40 General Assembly - Forty-eighth session
Disarmament measures remain a key element in conflict
prevention. This year, as the international community
moves towards the extension - I hope for an indefinite
period - of the Treaty on the Non-Proliferation of Nuclear
Weapons, the Assembly will have non-proliferation as one
of its major themes. In this regard, North Korea’s continued
evasion of its responsibilities under that Treaty demands a
firm international response.
We welcome very strongly the restraint being shown by
the nuclear-weapon States on testing and their positive
attitude towards the launching of negotiations for a
comprehensive test-ban treaty. It is not before time. New
Zealand has sponsored a draft resolution on comprehensive
test-bans for many years. Its purpose now is on the brink of
fulfillment. The subject needs to be taken up in the
Conference on Disarmament. Given the importance of the
tasks now on the agenda of the Conference on Disarmament,
membership of the Conference must be open to all who have
the will to participate constructively.
In respect of conventional weaponry, we applaud the
enhancement of controls through the commencement of the
Register of conventional-arms transfers. We now have a
chemical weapons Convention in place alongside the
biological weapons Convention.
It is timely to consider what similar work can be done
in respect of conventional weapons. As disarmament moves
from the realms of Utopia into the achievable, we must lend
every effort, here in the United Nations and outside it, to
ensure disarmament’s more rapid progress. No sensible
proposal should be discarded simply for outdated ideological
reasons.
The spread of democratic institutions to every corner of
the globe is, I believe, one of the most encouraging
phenomena of recent years, and the pace is astonishing. In
the space of just 24 hours last week, the Parliament of Israel
approved a Declaration of Principles on Palestinian self-
government; the Parliament of South Africa enacted
legislation establishing the Transitional Executive Council to
take charge of that country until a democratically elected
Government is in office; and a constitutional Government
took office in Cambodia.
We welcome these historic events and the promise they
hold for a more just and prosperous existence for the peoples
of those nations. As delegations will remember, the Middle
East and South Africa dominated the political agenda of the
Assembly for many years. These positive developments in
both regions will give a new cast to the Assembly’s
deliberations.
We can also take heart from progress on another front
of long-standing concern to the Assembly. The United
Nations is now three years into the International Decade for
the Eradication of Colonialism. The good news is that we
are already seeing evidence that the goals and objectives of
the United Nations in this area are almost completely
realized. The number of Self-Governing Territories on the
United Nations list is now very small, and many of these are
exploring innovative ways to complete the decolonization
process. The recent United Nations Seminar on Colonialism,
held in Papua-New Guinea in June, confirmed this trend. It
also revealed that in some cases some very small Non-Self-
Governing Territories do not want fundamental constitutional
change thrust upon them.
New Zealand has always been a strong advocate of the
principle that in all cases decisions on self-determination are,
of course, for the local people to make. We are comfortable
with the notion that certain Territories, such as the Tokelaus,
may finally choose to develop concepts of self-government
and free association that further develop models that have
already been successfully employed for other very small
former Territories.
In that connection, and consistent with New Zealand’s
principled approach to all matters of decolonization, I am
pleased to confirm that the New Zealand Government and
the people of the Tokelaus have extended an invitation to the
United Nations to send a further visiting mission to the
Tokelaus early in 1994 to meet local leaders and, of course,
discuss recent developments.
Democracy is a sure foundation for peace between
nations. It is the political expression of that universal
respect for human rights to which we are all committed.

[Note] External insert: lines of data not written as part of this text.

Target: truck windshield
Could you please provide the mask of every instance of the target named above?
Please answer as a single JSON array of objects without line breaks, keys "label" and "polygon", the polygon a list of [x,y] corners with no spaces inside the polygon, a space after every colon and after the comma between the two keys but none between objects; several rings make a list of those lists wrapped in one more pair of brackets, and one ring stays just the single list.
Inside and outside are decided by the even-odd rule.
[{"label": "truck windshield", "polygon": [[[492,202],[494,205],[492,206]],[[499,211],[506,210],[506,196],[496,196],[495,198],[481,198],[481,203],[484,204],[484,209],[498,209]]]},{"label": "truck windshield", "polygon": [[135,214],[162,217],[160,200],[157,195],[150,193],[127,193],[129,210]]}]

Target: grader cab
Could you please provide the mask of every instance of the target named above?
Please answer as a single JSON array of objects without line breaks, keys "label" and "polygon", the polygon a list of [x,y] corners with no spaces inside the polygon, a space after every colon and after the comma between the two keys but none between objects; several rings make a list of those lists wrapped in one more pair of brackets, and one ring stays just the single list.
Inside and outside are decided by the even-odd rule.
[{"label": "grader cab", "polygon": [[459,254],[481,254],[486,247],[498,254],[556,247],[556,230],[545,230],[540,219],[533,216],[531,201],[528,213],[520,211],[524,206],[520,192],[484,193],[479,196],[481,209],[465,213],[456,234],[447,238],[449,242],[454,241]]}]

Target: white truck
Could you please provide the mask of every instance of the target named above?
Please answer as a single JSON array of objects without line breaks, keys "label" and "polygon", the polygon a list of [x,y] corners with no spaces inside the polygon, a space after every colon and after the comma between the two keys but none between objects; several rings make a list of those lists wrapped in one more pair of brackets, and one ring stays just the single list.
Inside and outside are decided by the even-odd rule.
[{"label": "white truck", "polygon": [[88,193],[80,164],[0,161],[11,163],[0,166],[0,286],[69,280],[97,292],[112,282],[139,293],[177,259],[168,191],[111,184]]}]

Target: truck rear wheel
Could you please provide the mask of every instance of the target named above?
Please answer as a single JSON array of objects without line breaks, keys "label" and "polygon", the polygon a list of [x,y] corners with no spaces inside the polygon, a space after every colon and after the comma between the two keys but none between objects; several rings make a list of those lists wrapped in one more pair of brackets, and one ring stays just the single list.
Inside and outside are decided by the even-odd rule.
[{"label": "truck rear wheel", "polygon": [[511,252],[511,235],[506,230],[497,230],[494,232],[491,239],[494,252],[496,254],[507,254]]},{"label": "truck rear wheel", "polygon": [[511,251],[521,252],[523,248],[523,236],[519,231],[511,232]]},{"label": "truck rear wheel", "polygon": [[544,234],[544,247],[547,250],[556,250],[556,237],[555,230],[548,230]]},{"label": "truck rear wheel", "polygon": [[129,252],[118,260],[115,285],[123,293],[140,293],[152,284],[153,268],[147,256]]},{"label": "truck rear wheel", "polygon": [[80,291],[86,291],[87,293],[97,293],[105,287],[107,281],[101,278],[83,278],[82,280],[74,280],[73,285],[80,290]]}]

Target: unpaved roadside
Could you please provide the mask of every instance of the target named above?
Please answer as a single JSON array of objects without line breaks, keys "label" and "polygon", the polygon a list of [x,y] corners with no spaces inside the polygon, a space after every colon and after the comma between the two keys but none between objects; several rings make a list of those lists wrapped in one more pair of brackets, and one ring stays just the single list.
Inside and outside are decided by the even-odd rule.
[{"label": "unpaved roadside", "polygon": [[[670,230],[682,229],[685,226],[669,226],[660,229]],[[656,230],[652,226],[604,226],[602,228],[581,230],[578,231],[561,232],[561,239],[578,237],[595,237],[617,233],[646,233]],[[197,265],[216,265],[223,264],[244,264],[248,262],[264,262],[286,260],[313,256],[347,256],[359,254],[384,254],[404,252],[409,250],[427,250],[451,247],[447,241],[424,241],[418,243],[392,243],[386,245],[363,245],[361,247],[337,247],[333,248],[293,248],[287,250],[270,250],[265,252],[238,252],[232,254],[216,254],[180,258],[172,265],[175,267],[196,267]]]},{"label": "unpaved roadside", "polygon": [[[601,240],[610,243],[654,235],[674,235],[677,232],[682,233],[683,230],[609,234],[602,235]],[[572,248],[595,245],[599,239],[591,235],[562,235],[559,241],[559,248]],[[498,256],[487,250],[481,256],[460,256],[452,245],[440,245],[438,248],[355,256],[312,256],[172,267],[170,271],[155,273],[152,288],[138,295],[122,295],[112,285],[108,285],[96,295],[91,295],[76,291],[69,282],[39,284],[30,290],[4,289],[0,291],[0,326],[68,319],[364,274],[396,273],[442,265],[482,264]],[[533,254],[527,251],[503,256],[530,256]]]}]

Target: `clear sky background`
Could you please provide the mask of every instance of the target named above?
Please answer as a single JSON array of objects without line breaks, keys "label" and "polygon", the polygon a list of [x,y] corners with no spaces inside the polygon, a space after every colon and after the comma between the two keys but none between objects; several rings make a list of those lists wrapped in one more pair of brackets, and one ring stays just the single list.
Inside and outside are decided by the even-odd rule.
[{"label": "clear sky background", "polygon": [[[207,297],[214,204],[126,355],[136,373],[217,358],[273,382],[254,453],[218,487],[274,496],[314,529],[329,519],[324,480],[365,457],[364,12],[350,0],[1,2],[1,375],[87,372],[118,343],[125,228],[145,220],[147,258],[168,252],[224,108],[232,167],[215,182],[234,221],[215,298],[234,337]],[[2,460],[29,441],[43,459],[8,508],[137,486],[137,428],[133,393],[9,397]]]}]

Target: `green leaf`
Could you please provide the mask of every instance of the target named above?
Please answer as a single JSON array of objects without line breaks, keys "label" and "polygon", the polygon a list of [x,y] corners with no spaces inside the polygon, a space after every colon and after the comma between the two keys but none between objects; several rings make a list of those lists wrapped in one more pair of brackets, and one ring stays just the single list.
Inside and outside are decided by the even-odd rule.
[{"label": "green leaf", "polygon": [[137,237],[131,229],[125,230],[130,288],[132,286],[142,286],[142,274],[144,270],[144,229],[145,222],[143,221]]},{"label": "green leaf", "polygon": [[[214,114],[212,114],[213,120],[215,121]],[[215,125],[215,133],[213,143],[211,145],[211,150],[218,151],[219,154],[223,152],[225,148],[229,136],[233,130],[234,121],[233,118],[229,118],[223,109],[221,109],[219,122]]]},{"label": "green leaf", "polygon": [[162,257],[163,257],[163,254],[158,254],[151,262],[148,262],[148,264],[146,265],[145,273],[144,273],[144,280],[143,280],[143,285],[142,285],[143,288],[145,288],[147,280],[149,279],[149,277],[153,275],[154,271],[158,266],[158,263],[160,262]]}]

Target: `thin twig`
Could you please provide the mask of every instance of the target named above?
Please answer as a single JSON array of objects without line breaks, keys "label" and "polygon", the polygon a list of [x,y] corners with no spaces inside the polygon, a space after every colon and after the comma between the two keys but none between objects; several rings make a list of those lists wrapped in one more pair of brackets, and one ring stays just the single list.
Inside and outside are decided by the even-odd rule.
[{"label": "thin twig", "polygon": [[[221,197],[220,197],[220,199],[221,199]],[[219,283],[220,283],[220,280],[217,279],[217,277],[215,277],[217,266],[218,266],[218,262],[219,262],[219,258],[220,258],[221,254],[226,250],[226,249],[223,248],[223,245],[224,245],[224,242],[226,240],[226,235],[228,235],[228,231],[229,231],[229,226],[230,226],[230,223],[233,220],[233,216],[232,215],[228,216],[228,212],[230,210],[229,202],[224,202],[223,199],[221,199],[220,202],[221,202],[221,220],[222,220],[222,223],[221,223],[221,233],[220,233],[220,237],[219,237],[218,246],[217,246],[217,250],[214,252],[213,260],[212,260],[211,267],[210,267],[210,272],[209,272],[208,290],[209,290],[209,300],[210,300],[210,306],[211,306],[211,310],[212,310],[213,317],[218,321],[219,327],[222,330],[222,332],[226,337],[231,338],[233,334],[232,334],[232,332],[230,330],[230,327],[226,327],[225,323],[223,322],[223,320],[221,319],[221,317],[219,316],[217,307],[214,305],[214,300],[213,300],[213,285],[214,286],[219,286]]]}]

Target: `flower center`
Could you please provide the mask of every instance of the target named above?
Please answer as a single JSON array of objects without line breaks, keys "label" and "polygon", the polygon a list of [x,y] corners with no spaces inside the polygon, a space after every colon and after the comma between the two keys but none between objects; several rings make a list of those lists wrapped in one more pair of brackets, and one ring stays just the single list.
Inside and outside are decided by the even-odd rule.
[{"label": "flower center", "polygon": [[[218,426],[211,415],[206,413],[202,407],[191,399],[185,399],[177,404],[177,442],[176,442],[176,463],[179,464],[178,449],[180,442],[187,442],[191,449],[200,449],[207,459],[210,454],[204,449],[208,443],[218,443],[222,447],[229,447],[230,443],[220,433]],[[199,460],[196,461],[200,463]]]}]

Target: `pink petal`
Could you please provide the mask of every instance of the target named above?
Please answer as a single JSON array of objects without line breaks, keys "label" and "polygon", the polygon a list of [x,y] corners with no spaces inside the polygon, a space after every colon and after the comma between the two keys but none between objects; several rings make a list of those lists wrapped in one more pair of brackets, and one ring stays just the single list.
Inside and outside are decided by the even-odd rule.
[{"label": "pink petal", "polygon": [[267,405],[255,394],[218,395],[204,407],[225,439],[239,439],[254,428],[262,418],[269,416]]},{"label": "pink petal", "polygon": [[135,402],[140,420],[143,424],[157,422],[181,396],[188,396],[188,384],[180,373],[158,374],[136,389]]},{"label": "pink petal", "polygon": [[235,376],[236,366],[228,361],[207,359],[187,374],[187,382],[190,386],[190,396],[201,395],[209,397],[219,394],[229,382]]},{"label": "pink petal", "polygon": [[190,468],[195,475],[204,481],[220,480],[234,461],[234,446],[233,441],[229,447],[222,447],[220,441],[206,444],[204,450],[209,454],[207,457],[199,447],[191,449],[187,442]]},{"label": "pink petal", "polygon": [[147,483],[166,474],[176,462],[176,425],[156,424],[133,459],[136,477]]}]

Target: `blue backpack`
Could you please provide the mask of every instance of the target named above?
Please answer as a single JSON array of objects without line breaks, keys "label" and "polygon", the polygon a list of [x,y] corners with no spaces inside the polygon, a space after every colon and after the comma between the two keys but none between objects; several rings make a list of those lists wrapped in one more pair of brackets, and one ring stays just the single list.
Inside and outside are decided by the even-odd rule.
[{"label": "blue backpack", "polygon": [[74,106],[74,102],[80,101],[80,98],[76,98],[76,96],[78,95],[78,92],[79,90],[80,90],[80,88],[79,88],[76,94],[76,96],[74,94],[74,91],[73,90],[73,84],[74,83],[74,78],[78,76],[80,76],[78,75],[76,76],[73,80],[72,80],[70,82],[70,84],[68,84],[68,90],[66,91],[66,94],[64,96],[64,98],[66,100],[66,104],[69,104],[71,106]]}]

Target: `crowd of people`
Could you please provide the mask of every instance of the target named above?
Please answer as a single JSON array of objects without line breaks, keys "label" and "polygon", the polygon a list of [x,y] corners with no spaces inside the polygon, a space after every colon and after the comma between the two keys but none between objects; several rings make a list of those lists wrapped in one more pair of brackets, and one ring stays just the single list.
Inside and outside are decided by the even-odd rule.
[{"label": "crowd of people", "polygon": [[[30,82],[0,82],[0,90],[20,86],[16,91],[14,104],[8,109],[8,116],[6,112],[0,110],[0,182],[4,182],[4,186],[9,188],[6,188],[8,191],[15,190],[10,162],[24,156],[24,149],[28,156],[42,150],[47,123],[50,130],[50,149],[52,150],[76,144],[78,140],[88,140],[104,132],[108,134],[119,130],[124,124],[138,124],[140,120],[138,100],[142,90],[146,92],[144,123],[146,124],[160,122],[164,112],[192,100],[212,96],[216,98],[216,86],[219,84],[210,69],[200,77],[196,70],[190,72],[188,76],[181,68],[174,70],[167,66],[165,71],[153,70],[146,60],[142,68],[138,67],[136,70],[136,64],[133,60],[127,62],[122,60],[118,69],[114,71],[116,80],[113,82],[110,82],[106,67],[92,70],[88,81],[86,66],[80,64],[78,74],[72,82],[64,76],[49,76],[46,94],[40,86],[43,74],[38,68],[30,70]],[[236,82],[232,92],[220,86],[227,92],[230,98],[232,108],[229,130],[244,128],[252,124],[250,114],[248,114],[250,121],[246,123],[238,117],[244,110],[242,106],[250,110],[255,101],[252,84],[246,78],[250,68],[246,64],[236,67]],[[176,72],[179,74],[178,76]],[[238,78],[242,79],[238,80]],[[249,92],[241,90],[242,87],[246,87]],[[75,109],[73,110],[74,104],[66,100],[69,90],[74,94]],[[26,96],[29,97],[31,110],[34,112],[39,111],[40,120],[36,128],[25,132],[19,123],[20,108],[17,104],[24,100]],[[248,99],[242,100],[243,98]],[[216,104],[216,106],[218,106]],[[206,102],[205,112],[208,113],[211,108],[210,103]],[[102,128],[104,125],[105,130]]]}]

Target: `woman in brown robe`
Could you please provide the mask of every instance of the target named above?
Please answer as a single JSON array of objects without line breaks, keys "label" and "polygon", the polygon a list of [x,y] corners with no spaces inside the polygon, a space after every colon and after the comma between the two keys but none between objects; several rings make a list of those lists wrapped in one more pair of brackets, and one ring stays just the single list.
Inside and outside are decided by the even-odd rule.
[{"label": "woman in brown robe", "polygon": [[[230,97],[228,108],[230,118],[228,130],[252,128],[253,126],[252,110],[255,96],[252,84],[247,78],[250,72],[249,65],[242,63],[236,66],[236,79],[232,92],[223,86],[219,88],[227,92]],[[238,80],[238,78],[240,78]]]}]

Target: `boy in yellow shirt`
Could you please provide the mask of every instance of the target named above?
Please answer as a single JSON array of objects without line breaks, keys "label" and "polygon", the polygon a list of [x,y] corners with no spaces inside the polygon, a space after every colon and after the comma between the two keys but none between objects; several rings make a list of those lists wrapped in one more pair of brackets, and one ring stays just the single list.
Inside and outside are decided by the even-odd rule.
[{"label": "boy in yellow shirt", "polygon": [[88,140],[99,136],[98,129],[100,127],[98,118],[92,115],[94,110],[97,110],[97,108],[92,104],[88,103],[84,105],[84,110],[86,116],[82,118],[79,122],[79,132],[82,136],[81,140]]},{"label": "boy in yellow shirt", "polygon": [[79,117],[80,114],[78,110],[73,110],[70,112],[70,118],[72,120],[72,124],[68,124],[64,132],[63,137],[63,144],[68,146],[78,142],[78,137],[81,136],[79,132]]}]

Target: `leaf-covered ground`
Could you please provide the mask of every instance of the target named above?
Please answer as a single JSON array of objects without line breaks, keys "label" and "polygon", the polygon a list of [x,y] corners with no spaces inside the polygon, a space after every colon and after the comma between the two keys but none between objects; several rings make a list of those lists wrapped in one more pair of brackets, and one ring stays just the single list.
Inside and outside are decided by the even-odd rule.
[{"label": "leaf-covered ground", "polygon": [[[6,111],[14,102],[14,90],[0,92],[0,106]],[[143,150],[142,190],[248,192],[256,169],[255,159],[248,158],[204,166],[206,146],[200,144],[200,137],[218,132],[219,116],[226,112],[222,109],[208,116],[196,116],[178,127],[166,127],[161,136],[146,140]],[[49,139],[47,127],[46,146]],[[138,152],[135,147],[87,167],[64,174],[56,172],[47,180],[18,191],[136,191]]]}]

The Vienna Declaration and Plan of Action arising out of
this year’s World Conference on Human Rights gives some
direction to steps the Organization can take to strengthen the
observance of human rights.
I believe we should move quickly to approve a high
commissioner for human rights. The United Nations needs
an officer with a mandate to play a constructive role in
preventing, monitoring and alleviating human rights abuses
throughout the world. The Centre for Human Rights should
be given the resources to match the immense task it will
have before it. There is a clear need for an enhanced
programme of advisory services and technical assistance to
Forty-eighth session - 29 September l993 41
help countries build up their national human rights
infrastructure.
Human rights is also about recognizing the rights of
peoples to self-identity. In this, the International Year for
the World’s Indigenous People, I would like to support a
proposal that the United Nations declare a decade for
indigenous peoples. We need to build on what has been
achieved, first at Rio de Janeiro and subsequently during the
International Year world wide. This is a long-term task. It
will require a sustained and very coordinated effort.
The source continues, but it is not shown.